Department of Medicine, University of California, San Francisco, Calif.
Systems Immunology Program, Benaroya Research Institute, Seattle, Wash.
J Allergy Clin Immunol. 2022 Jul;150(1):204-213. doi: 10.1016/j.jaci.2022.01.020. Epub 2022 Feb 8.
Seasonal variation in respiratory illnesses and exacerbations in pediatric populations with asthma is well described, though whether upper airway microbes play season-specific roles in these events is unknown.
We hypothesized that nasal microbiota composition is seasonally dynamic and that discrete microbe-host interactions modify risk of asthma exacerbation in a season-specific manner.
Repeated nasal samples from children with exacerbation-prone asthma collected during periods of respiratory health (baseline; n = 181 samples) or first captured respiratory illness (n = 97) across all seasons, underwent bacterial (16S ribosomal RNA gene) and fungal (internal transcribed spacer region 2) biomarker sequencing. Virus detection was performed by multiplex PCR. Paired nasal transcriptome data were examined for seasonal dynamics and integrative analyses.
Upper airway bacterial and fungal microbiota and rhinovirus detection exhibited significant seasonal dynamics. In seasonally adjusted analysis, variation in both baseline and respiratory illness microbiota related to subsequent exacerbation. Specifically, in the fall, when respiratory illness and exacerbation events were most frequent, several Moraxella and Haemophilus members were enriched both in virus-positive respiratory illnesses and those that progressed to exacerbations.

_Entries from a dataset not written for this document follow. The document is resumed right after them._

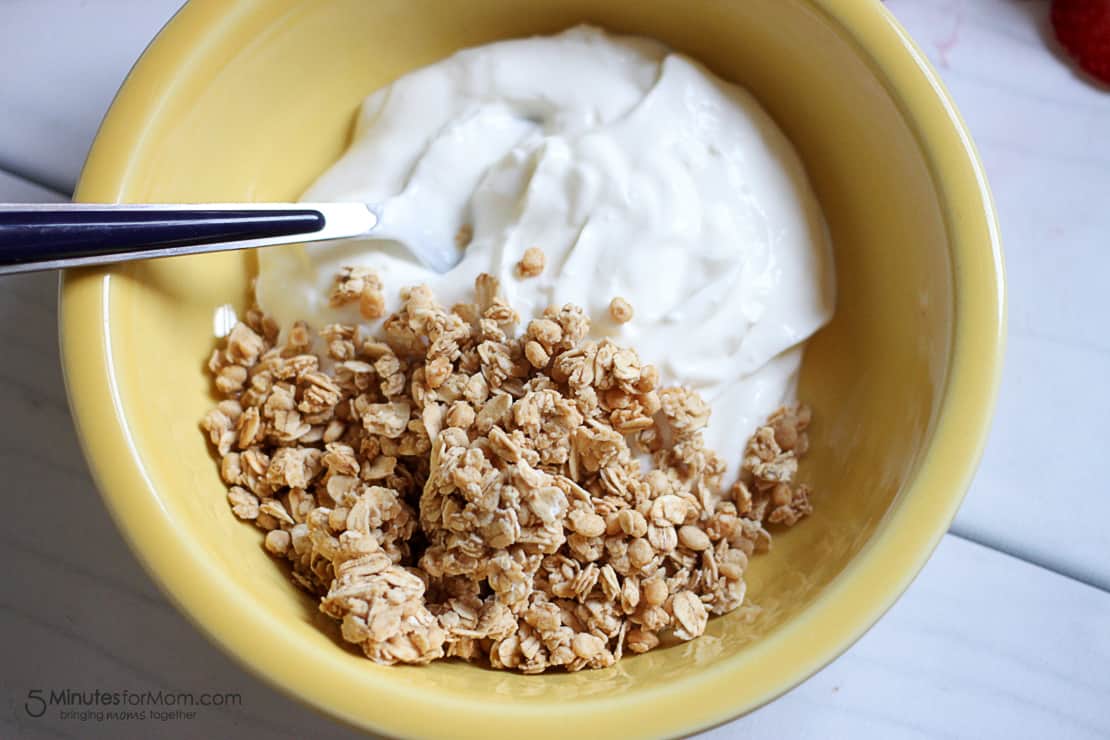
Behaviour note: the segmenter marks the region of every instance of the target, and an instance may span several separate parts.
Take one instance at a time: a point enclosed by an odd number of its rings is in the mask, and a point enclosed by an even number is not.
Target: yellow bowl
[[[178,605],[256,674],[362,728],[458,738],[694,732],[818,670],[906,588],[952,519],[987,431],[1002,255],[973,145],[920,51],[865,0],[193,2],[116,98],[78,188],[90,201],[296,198],[371,90],[465,46],[580,21],[661,39],[746,85],[801,152],[836,248],[836,318],[801,395],[816,514],[756,558],[752,626],[572,675],[386,668],[335,631],[228,512],[197,428],[217,309],[253,257],[70,273],[74,416],[121,529]]]

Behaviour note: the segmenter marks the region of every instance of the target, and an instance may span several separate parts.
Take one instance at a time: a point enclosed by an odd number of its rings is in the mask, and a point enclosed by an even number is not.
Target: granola
[[[536,277],[543,272],[547,255],[539,247],[528,247],[516,265],[517,275],[522,278]]]
[[[632,320],[632,304],[617,296],[609,301],[609,318],[618,324],[627,324]]]
[[[589,339],[577,306],[521,328],[498,288],[483,274],[450,309],[404,290],[380,337],[281,339],[249,311],[209,361],[221,401],[201,423],[232,512],[379,663],[576,671],[698,637],[744,603],[767,527],[812,511],[794,482],[809,409],[776,411],[726,485],[697,393]],[[370,271],[330,300],[385,314]]]

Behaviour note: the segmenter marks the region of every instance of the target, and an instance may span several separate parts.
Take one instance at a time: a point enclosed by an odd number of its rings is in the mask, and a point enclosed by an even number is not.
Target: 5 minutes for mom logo
[[[78,722],[191,720],[205,707],[242,706],[237,692],[105,691],[104,689],[29,689],[23,702],[28,717],[56,710],[58,718]]]

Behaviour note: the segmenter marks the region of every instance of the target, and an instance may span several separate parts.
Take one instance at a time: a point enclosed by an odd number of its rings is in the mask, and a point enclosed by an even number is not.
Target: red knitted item
[[[1110,0],[1053,0],[1052,27],[1083,71],[1110,85]]]

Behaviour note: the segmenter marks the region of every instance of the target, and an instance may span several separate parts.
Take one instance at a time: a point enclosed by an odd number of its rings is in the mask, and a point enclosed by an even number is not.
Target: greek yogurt
[[[733,471],[833,312],[821,209],[774,121],[699,63],[592,27],[467,49],[378,90],[303,199],[387,203],[395,232],[473,235],[443,275],[396,241],[261,250],[257,298],[282,325],[359,323],[327,301],[345,266],[378,271],[388,310],[419,283],[470,300],[488,272],[525,321],[576,303],[597,337],[699,391],[706,441]],[[520,278],[532,246],[546,268]],[[609,318],[617,296],[634,308],[624,324]]]

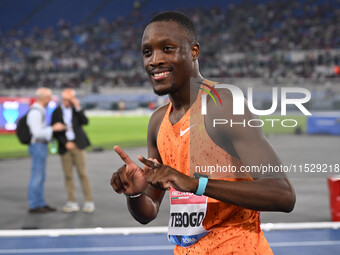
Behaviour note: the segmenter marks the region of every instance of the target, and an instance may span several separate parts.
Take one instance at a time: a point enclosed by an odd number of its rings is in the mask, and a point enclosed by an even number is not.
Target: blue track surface
[[[275,255],[340,254],[340,230],[265,232]],[[173,254],[165,234],[2,237],[0,254]]]

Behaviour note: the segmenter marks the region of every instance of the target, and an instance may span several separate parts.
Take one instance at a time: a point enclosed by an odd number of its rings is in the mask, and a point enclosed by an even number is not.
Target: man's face
[[[68,108],[71,106],[71,96],[68,94],[63,94],[62,95],[62,101],[63,101],[63,105]]]
[[[174,21],[149,24],[142,38],[145,70],[158,95],[171,94],[190,83],[191,44],[186,31]]]
[[[44,107],[48,106],[48,103],[52,100],[52,93],[47,93],[47,95],[43,99]]]

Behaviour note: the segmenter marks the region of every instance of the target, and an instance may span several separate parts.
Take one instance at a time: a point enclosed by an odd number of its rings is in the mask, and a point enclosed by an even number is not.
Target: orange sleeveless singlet
[[[215,84],[207,80],[204,83],[210,86]],[[174,125],[169,120],[169,114],[172,111],[170,103],[157,136],[157,147],[163,164],[188,176],[192,176],[190,173],[195,171],[195,165],[216,165],[217,163],[236,167],[242,165],[238,158],[232,157],[218,147],[207,134],[204,127],[204,116],[200,114],[202,93],[204,92],[200,90],[191,108]],[[195,116],[195,123],[190,121],[190,115]],[[214,177],[210,178],[214,179]],[[251,178],[218,179],[251,180]],[[273,254],[261,231],[258,211],[208,198],[202,226],[210,232],[189,247],[176,245],[174,253]]]

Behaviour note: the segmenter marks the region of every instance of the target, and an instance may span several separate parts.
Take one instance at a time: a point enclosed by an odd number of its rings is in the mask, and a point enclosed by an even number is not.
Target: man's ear
[[[200,55],[200,45],[199,43],[195,43],[191,46],[191,55],[193,60],[197,60]]]

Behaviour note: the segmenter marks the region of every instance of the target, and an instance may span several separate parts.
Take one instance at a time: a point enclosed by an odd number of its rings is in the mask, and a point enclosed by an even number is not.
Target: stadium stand
[[[97,93],[101,87],[148,87],[140,38],[160,6],[196,22],[206,77],[339,77],[339,5],[200,0],[193,8],[188,1],[3,0],[0,89],[77,87]]]

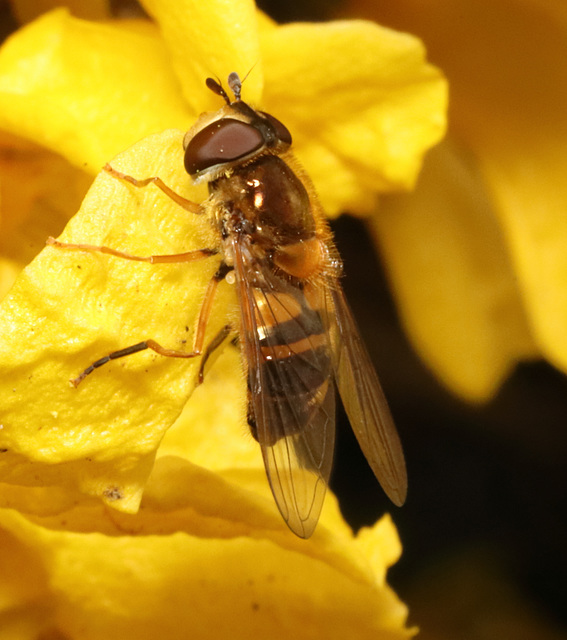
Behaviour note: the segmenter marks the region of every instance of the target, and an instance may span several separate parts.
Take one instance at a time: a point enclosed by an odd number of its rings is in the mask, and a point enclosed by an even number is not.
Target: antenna
[[[240,76],[236,71],[232,71],[231,73],[228,74],[228,86],[232,91],[232,93],[234,94],[235,102],[240,102],[240,99],[241,99],[240,94],[242,92],[242,83],[250,75],[252,69],[254,69],[256,64],[257,62],[255,62],[250,67],[250,71],[248,71],[248,73],[244,76],[244,78],[242,78],[242,80],[240,79]],[[216,78],[216,80],[213,78],[207,78],[205,83],[213,93],[216,93],[217,96],[221,96],[222,98],[224,98],[224,101],[226,102],[226,104],[231,104],[230,98],[228,97],[226,91],[223,89],[222,83],[218,79],[218,77]]]
[[[244,79],[246,80],[246,78]],[[234,93],[234,99],[236,100],[236,102],[238,102],[240,100],[242,82],[240,80],[240,76],[236,73],[236,71],[233,71],[228,75],[228,86],[230,87],[232,93]]]
[[[238,78],[238,74],[236,74],[236,77]],[[238,78],[238,82],[240,82],[240,78]],[[229,76],[229,83],[230,83],[230,76]],[[226,102],[226,104],[230,104],[230,98],[228,97],[226,91],[222,88],[222,84],[218,78],[216,80],[214,78],[207,78],[205,80],[205,84],[213,93],[216,93],[217,96],[221,96],[222,98],[224,98],[224,101]],[[232,89],[232,87],[230,88]],[[234,89],[232,90],[234,91]],[[236,97],[236,94],[235,94],[235,97]],[[240,90],[239,90],[237,99],[240,100]]]

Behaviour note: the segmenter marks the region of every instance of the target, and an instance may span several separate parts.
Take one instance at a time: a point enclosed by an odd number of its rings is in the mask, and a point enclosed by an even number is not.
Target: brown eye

The abundance of 2 discrete bacterial networks, characteristically comprising either Streptococcus or Staphylococcus, exhibited opposing interactions with an exacerbation-associated SMAD3 nasal epithelial transcriptional module to significantly increase the odds of subsequent exacerbation (odds ratio = 14.7, 95% confidence interval = 1.50-144, P = .02; odds ratio = 39.17, 95% confidence interval = 2.44-626, P = .008, respectively).
Upper airway microbiomes covary with season and with seasonal trends in respiratory illnesses and asthma exacerbations. Seasonally adjusted analyses reveal specific bacteria-host interactions that significantly increase risk of asthma exacerbation in these children.
儿童哮喘患者的呼吸道疾病和病情恶化存在季节性变化,这一点已有充分描述,不过上呼吸道微生物是否在这些事件中发挥特定于季节的作用尚不清楚。
我们假设鼻微生物群落组成具有季节性动态变化,且微生物与宿主的离散相互作用以特定于季节的方式改变哮喘恶化的风险。
在所有季节中,患有易发生恶化的哮喘的儿童在呼吸道健康期(基线;n=181 个样本)或首次出现呼吸道疾病时(n=97 个样本)反复采集鼻样本,进行细菌(16S 核糖体 RNA 基因)和真菌(内部转录间隔区 2)生物标志物测序。通过多重 PCR 进行病毒检测。检查配对的鼻转录组数据以确定季节性动态变化并进行综合分析。
上呼吸道细菌和真菌微生物群以及鼻病毒检测显示出明显的季节性动态变化。在季节调整分析中,基线和呼吸道疾病微生物群的变化均与随后的恶化有关。具体而言,在秋季,呼吸道疾病和恶化事件最为频繁时,呼吸道疾病中病毒阳性且进展为恶化的样本中,莫拉菌属和嗜血菌属的多个成员增多。2 个不同的细菌网络的丰度,通常由链球菌或葡萄球菌组成,与与恶化相关的 SMAD3 鼻上皮转录模块呈相反的相互作用,显著增加随后恶化的几率(比值比=14.7,95%置信区间=1.50-144,P=0.02;比值比=39.17,95%置信区间=2.44-626,P=0.008)。
上呼吸道微生物组与季节以及呼吸道疾病和哮喘恶化的季节性趋势相关。季节调整分析显示,特定的细菌-宿主相互作用显著增加了这些儿童哮喘恶化的风险。